What is the difference between shallow copy, deepcopy and normal assignment operation?
Normal assignment operations will simply point the new variable towards the existing object. The docs explain the difference between shallow and deep copies:
The difference between shallow and deep copying is only relevant for compound objects (objects that contain other objects, like lists or class instances):
A shallow copy constructs a new compound object and then (to the extent possible) inserts references into it to the objects found in the original.
A deep copy constructs a new compound object and then, recursively, inserts copies into it of the objects found in the original.

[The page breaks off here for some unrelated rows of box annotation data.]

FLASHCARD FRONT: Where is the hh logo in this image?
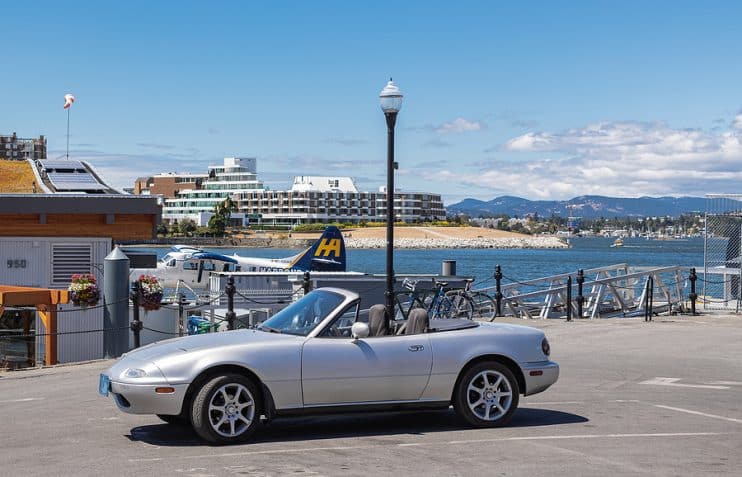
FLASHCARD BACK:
[314,239,340,257]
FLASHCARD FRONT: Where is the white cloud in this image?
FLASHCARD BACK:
[435,118,486,134]
[430,120,742,199]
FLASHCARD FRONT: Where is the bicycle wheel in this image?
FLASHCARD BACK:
[470,292,497,321]
[438,290,474,320]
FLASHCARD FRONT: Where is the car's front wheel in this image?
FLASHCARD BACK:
[454,361,520,427]
[191,373,261,444]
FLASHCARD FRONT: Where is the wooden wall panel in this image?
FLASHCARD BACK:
[0,214,39,224]
[0,214,155,240]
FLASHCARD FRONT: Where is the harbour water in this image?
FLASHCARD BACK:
[131,238,703,282]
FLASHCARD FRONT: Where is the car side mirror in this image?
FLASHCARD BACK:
[350,321,371,340]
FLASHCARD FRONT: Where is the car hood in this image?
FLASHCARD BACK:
[479,321,544,336]
[124,330,301,361]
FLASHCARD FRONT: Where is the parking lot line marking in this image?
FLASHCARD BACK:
[129,432,724,462]
[653,404,742,424]
[523,401,585,406]
[704,381,742,386]
[447,432,721,444]
[0,398,46,404]
[639,377,729,389]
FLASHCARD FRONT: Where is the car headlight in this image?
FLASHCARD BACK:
[124,368,147,378]
[541,338,551,356]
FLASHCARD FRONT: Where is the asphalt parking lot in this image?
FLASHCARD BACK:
[0,315,742,477]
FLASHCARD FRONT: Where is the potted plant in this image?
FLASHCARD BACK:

Here's a little demonstration:
import copy
a = [1, 2, 3]
b = [4, 5, 6]
c = [a, b]
Using normal assignment operatings to copy:
d = c
print id(c) == id(d) # True - d is the same object as c
print id(c[0]) == id(d[0]) # True - d[0] is the same object as c[0]
Using a shallow copy:
d = copy.copy(c)
print id(c) == id(d) # False - d is now a new object
print id(c[0]) == id(d[0]) # True - d[0] is the same object as c[0]
Using a deep copy:
d = copy.deepcopy(c)
print id(c) == id(d) # False - d is now a new object
print id(c[0]) == id(d[0]) # False - d[0] is now a new object
For immutable objects, there is no need for copying because the data will never change, so Python uses the same data; ids are always the same. For mutable objects, since they can potentially change, [shallow] copy creates a new object.
Deep copy is related to nested structures. If you have list of lists, then deepcopy copies
the nested lists also, so it is a recursive copy. With just copy, you have a new outer list, but inner lists are references.
Assignment does not copy. It simply sets the reference to the old data. So you need copy to create a new list with the same contents.
For immutable objects, creating a copy don't make much sense since they are not going to change. For mutable objects assignment
,copy
and deepcopy
behaves differently. Lets talk about each of them with examples.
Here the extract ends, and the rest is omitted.